Recent years, more and more companies started e-commerce business through Internet. To monitoring marketing and revenue performance, companies collect the data from their website and use data software such as SQL to analyze and improve their e-commerce strategy.
Which page is the landing page for most customers? How many customers finally place orders on the website? How could the company improve their website to increase the conversion rate? There are many questions for analysts to explore. For this article, I found a virtual case data file for this topic.
This Maven Fuzzy Factory database contains typical e-commerce records in several tables which includes website activity, products and order refund related data.
The database schema shows below, we could see primary key and foreign key for each table and understand the relationship between tables well.
Our task is to use MySQL to understand how customers access and interact with the site, build traffic analysis, calculate bounce rate and funnel conversion report to show the performances of pages.
We would like to use the first 8 months data to tell the story of the growth, explain the details of the current performance and quantify the revenue impact of some of the company wins.
The logic of this analysis story will from extracting the simple monthly trend of the most popular source, splitting into different device type, channels and campaign then diving to the conversion rate calculate and revenue estimation.
Show the monthly trend of biggest business driver
We would started from the page view table and find where the customers are coming from and which channels contribute the highest quality views.
Since when business run paid marketing campaigns, they often obsess over performance and measure many aspects such as how much they spend.

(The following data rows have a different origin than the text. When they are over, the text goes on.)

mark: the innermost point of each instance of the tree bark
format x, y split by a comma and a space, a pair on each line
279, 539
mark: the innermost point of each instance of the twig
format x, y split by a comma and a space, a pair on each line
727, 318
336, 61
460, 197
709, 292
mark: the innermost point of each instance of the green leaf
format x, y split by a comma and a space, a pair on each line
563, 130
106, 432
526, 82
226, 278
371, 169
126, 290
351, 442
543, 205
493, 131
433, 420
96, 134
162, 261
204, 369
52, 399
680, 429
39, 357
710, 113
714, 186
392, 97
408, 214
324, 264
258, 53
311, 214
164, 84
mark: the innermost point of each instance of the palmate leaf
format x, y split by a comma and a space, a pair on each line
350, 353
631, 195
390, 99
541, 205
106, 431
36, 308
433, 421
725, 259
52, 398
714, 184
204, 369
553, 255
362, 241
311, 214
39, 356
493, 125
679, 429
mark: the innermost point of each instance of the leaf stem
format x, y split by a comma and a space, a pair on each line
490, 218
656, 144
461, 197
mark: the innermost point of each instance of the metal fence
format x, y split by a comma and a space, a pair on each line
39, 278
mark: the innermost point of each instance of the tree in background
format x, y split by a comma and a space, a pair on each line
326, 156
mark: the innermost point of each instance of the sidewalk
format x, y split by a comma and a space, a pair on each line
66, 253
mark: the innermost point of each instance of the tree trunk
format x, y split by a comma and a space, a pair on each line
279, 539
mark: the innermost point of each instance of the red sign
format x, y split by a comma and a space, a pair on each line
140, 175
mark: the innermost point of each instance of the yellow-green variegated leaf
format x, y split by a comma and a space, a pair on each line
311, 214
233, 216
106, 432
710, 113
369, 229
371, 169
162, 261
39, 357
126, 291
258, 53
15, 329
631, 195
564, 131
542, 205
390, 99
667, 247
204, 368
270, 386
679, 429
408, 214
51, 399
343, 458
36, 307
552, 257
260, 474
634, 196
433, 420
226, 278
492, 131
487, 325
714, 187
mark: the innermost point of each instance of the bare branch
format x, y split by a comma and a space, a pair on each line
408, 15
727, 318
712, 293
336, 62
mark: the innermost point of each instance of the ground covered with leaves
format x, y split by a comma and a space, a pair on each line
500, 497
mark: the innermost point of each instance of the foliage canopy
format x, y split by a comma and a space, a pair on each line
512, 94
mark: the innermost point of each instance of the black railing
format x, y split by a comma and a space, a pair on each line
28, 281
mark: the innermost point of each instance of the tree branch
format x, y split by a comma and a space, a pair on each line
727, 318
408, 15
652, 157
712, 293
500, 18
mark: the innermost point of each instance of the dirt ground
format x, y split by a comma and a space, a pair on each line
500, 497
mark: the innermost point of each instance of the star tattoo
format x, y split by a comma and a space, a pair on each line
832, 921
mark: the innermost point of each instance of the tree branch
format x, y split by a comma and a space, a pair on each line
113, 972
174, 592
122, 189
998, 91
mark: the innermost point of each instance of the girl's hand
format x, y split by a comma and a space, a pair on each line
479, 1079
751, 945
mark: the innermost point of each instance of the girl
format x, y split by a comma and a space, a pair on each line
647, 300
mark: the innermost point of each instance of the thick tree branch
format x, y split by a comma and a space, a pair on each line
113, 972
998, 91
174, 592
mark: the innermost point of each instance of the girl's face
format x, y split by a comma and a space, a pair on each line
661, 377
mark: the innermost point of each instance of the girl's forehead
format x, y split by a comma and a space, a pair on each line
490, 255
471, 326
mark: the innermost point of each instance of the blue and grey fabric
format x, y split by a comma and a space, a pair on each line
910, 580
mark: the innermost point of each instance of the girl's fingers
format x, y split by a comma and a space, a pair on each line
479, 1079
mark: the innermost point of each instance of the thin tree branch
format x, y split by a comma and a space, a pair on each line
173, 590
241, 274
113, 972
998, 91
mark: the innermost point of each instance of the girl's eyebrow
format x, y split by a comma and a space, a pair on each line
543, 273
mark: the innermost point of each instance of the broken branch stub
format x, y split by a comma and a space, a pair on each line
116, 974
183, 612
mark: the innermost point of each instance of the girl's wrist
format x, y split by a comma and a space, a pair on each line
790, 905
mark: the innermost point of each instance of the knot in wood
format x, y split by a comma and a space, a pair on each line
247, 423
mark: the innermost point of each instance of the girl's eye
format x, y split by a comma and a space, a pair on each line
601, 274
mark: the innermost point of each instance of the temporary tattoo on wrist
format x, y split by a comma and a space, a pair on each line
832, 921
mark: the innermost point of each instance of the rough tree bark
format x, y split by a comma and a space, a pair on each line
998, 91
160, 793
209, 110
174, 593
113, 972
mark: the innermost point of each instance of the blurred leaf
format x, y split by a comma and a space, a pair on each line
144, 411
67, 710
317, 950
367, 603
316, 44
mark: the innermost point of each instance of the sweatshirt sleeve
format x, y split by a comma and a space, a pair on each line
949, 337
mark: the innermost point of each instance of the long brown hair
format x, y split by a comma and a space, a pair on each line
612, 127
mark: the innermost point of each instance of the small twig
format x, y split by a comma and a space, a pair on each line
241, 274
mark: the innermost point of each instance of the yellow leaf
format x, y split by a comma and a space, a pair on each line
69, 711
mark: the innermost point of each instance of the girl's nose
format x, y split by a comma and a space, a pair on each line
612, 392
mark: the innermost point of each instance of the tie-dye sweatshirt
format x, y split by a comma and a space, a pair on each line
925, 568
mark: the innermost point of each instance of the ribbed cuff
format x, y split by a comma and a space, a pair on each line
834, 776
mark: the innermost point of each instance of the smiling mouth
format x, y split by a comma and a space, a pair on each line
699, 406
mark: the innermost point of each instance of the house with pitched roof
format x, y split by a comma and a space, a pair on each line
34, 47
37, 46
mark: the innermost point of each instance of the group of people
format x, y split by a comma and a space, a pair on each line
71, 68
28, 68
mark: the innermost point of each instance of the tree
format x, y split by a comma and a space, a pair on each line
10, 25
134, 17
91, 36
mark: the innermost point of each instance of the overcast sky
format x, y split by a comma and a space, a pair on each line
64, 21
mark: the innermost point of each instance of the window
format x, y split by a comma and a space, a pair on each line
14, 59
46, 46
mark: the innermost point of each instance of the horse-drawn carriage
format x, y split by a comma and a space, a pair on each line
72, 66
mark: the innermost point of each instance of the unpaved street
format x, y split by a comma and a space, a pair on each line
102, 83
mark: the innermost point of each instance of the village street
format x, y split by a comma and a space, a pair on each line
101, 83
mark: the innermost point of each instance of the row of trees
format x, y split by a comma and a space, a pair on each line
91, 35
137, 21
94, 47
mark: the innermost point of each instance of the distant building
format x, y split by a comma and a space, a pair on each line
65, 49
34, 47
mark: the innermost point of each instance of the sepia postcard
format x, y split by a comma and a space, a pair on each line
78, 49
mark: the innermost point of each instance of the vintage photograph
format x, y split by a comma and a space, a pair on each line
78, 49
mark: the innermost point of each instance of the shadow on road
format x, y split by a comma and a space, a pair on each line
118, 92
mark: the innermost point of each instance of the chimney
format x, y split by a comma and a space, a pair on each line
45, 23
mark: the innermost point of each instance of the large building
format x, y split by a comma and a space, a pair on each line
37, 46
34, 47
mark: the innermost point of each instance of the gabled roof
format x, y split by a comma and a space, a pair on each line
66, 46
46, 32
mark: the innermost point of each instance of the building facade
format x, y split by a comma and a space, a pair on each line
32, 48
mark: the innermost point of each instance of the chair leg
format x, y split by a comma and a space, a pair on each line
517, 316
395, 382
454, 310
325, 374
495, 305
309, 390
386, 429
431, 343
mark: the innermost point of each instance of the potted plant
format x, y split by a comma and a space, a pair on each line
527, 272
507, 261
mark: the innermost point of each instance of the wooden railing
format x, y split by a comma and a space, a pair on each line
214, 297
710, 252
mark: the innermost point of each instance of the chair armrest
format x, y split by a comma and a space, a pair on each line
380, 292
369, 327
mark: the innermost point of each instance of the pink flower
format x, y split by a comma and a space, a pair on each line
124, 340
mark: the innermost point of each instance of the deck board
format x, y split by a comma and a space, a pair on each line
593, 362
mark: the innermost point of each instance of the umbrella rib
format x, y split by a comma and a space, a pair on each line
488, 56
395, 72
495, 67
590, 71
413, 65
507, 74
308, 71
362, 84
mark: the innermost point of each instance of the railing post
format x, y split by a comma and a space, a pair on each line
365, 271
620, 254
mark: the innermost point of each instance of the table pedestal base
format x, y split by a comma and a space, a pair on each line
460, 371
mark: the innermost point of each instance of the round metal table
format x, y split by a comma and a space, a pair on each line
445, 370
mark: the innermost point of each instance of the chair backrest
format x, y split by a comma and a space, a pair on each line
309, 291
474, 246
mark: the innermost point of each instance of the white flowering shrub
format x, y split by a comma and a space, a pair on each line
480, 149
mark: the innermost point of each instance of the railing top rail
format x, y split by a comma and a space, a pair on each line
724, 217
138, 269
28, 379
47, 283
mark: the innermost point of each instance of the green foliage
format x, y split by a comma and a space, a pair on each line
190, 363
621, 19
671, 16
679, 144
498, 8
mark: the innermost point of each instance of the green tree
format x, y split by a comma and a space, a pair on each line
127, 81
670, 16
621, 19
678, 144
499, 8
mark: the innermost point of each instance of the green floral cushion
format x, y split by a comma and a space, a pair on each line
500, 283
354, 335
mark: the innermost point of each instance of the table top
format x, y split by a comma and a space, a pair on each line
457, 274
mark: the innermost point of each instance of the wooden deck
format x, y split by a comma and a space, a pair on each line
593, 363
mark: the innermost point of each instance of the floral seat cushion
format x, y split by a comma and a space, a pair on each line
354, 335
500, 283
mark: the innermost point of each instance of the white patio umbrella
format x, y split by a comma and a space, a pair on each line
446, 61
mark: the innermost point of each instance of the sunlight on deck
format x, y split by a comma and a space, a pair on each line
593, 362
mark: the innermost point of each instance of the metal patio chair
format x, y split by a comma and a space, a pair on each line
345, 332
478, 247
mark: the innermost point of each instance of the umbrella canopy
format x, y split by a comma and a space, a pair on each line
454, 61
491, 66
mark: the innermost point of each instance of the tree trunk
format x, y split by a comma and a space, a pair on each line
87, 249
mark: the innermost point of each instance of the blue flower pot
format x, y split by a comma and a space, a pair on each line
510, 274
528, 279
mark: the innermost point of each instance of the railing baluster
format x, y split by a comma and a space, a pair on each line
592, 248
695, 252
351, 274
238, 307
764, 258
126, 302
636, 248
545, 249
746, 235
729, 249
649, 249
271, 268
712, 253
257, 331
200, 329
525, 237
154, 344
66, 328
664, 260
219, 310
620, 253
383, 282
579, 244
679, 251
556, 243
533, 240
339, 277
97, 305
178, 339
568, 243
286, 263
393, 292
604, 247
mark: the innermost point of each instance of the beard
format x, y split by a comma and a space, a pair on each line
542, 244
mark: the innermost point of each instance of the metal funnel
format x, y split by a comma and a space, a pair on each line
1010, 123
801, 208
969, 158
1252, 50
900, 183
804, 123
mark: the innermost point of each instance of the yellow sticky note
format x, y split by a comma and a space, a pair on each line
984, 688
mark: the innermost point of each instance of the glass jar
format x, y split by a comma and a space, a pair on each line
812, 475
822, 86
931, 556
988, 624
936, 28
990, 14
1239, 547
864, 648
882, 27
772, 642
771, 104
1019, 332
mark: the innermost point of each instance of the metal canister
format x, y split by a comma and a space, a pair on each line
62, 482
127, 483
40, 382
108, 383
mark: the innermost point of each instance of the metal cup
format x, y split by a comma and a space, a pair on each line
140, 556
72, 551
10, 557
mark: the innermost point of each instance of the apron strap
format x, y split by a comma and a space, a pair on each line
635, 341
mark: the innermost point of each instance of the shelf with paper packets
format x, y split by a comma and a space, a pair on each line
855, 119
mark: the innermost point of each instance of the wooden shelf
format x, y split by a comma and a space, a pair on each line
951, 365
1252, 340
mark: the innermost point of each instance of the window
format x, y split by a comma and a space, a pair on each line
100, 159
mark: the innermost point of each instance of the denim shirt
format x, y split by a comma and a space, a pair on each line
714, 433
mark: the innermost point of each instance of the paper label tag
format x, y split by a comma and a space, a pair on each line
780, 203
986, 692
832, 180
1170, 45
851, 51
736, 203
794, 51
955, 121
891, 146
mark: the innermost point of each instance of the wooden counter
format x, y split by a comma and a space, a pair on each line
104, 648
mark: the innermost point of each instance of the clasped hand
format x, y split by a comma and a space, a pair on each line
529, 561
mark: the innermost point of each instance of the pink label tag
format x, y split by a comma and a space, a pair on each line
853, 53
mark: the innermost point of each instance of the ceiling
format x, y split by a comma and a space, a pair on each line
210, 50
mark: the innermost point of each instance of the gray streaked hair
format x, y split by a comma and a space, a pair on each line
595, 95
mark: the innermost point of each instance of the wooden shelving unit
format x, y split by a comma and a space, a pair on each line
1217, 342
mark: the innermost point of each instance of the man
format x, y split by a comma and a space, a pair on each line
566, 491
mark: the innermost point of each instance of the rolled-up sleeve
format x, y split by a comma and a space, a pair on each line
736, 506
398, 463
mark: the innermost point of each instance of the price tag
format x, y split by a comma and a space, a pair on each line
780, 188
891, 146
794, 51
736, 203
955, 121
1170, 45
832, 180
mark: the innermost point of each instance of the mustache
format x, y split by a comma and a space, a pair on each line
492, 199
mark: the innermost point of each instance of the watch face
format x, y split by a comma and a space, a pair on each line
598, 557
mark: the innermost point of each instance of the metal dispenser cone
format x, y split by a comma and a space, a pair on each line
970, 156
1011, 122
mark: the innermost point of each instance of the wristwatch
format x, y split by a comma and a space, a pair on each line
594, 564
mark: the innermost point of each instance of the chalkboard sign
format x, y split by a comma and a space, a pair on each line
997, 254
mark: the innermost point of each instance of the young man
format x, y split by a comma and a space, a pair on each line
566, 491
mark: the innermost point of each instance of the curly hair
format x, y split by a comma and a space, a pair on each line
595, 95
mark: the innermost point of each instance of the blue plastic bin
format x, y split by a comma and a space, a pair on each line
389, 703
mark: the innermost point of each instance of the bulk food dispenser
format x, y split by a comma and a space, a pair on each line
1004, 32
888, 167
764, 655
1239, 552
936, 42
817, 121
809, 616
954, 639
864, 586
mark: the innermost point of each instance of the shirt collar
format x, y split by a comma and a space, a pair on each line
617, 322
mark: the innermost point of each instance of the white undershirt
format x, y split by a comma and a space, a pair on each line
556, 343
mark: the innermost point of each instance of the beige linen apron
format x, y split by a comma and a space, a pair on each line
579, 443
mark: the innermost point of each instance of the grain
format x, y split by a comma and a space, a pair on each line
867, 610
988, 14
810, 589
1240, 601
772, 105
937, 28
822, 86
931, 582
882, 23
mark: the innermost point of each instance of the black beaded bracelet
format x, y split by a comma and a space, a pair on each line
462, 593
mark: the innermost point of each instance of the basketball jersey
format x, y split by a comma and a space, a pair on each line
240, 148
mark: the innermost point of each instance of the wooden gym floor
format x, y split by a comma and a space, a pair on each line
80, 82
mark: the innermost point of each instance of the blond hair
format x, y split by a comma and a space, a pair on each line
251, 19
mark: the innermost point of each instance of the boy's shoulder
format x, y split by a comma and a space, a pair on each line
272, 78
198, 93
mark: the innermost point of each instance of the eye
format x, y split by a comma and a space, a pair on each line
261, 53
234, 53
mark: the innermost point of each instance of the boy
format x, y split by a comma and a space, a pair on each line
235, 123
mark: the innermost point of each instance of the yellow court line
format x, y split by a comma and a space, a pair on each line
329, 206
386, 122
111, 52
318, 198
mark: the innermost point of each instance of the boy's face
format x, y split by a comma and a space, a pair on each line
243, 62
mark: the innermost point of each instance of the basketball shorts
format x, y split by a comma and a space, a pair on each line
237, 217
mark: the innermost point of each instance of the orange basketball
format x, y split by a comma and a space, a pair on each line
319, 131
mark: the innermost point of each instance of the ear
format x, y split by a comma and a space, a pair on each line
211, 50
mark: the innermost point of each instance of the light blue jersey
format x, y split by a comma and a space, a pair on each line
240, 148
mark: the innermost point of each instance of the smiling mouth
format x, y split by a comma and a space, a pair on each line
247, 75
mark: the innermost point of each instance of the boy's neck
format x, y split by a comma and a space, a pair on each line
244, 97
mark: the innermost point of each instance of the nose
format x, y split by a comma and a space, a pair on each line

Paid traffic is always tagged with utm parameters and added to the URLs which allow people to track back. By using the following query, we could find out which channel contribute the highest sessions.
select count(distinct website_session_id), utm_source from website_sessions
group by utm_source;
As we see, ‘gsearch’ seems to be the biggest driver, so we would like to dig into this channel. Since we have to find out the monthly trend of the business growth, the number of the orders could be a good measurement.
select count(distinct website_sessions.website_session_id) as sessions,
count(distinct orders.order_id) as orders,
year(website_sessions.created_at) as yea,
month(website_sessions.created_at) as monthly,
count(distinct orders.order_id)/ count(distinct website_sessions.website_session_id) as conversion
left join orders
where website_sessions.created_at < ‘2012–11–27’
group by yea,
order by monthly;
Note, to get the monthly trend, we have to group by both year and month.
From the result we could see both the sessions and orders are increasing during the first 8 months. For the conversion rate, we see a increasing from 3% to 4%，which means more and more sessions turns into payment income. This shows the company business is in a good growing path.
Moreover, we would like to break down to campaign level to see more specific information. Since there are nonbrand and brand two kinds, we would like to find out if the most traffic comes from brand, if so, it tells the company is always rely on the paid traffic.
By using the following query, we break the result into nonbrand and brand for comparison.
count(distinct case when website_sessions.utm_campaign=’nonbrand’ then website_sessions.website_session_id else null end) as nonbrandsessions,
count(distinct case when website_sessions.utm_campaign=’brand’ then orders.order_id else null end) as brandorders
As we know, brand campaign represent someone going into search engine and explicitly looking for this business. From the result we see the fact is brandsessions increased dramatically, it is a good sign for the investors.
We may also wanna know, what kinds of device do our customers use to get access to our website. This could be a benefit for the company to improve the user interface of website on different device.
Using the similar query and make sure the result is limited in ‘gsearch’ and ‘nonbrand’, we got the result as below.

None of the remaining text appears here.